Singing and dancing is heard everywhere,
I will let you shake hands with the people you see.
And watch the kids dance round that big Christmas tree.
You ask about work and you ask about pay;
They'll tell you that they make less than a dollar a day,
Working the copper claims, risking their lives,
So it's fun to spend Christmas with children and wives.
There's talking and laughing and songs in the air,
And the spirit of Christmas is there everywhere,
Before you know it, you're friends with us all
And you're dancing around and around in the hall.
Well, a little girl sits down by the Christmas tree lights,
To play the piano, so you gotta keep quiet.
To hear all this fun you would not realize
That the copper-boss thug-men are milling outside.
The copper-boss thugs stuck their heads in the door;
One of them yelled and he screamed, "There's a fire!"
A lady, she hollered, "There's no such a thing!
Keep on with your party, there's no such a thing."
A few people rushed, and it was only a few.
"It's only the thugs and the scabs fooling you."
A man grabbed his daughter and carried her down;
But the thugs held the door and he could not get out.
And then others followed, a hundred or more,
But most everybody remained on the floor.
The gun-thugs they laughed at their murderous joke,
While the children were smothered on the stair by the door.
Such a terrible sight I never did see.
We carried our children back up to their tree.
The scabs outside still laughed at their spree.
And the children that died there were seventy-three.

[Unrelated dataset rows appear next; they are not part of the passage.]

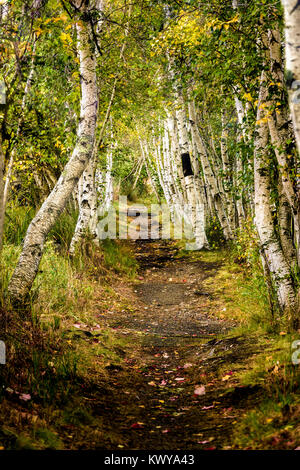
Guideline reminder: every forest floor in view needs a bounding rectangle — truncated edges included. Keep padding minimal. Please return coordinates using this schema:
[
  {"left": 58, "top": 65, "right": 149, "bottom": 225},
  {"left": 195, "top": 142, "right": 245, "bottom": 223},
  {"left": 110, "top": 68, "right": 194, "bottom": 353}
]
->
[
  {"left": 0, "top": 240, "right": 300, "bottom": 450},
  {"left": 89, "top": 241, "right": 261, "bottom": 450}
]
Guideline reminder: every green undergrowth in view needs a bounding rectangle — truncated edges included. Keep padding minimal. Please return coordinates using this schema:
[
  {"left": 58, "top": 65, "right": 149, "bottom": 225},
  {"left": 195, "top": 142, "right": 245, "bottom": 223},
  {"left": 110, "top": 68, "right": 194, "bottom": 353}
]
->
[
  {"left": 178, "top": 241, "right": 300, "bottom": 449},
  {"left": 0, "top": 208, "right": 137, "bottom": 449}
]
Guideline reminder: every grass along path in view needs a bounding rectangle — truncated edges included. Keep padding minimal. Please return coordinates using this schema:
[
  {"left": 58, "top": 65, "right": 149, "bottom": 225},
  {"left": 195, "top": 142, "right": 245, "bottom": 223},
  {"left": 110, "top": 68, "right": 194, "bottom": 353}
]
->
[{"left": 0, "top": 241, "right": 300, "bottom": 450}]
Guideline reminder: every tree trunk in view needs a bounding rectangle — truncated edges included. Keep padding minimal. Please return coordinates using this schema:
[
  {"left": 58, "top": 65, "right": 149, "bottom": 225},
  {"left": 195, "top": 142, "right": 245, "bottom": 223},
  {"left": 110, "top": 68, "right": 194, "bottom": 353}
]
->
[
  {"left": 9, "top": 8, "right": 98, "bottom": 302},
  {"left": 282, "top": 0, "right": 300, "bottom": 154},
  {"left": 254, "top": 71, "right": 295, "bottom": 311}
]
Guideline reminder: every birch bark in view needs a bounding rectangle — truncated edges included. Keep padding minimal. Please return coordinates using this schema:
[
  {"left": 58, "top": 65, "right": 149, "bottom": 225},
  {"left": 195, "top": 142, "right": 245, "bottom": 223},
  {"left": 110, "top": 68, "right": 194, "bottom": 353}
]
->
[
  {"left": 254, "top": 71, "right": 295, "bottom": 311},
  {"left": 282, "top": 0, "right": 300, "bottom": 154}
]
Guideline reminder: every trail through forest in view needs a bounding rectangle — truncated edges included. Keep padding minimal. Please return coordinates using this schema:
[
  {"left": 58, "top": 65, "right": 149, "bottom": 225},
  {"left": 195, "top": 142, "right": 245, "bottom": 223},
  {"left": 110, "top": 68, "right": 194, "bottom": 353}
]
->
[{"left": 87, "top": 240, "right": 260, "bottom": 450}]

The piano played a slow funeral tune,
And the town was lit up by a cold Christmas moon;
The parents they cried and the miners they moaned,
"See what your greed for money has done."
The Italian Hall Disaster
To lighten the mood for the holidays, the WFM organized a Christmas party for the children of the striking miners. On December 24, 1913, children by the hundreds gathered with their parents in an upstairs room at the Italian Hall in Calumet.
The WFM made sure that only WFM members and their families attended, so no trouble would happen.
But around 4:30pm, an unidentified man yelled "Fire!" from outside the Hall on the street. A mass panic ensued, and children ran screaming for the only exit - a set of steep stairs leading down to double doors that opened inward. Adults ran and tried to stop the children from panicking.
Someone tripped and fell down the stairs, causing a domino effect, which brought others falling down the stairs, too. People fell over others that were already trapped against the inward-opening doors, blocking anyone from spilling out of the building. One after another, bodies slammed on top of those below and against the closed doors. When the panic fell silent, 73 people, mostly children, were dead. Another died the next day, bringing the total to 74.
This became known as The Italian Hall Disaster.
The bodies were carried to the village hall, where a temporary morgue was set up. The entire community was shocked and heartbroken over the tragedy, and people everywhere in the Keweenaw set up a fund for the families of the deceased.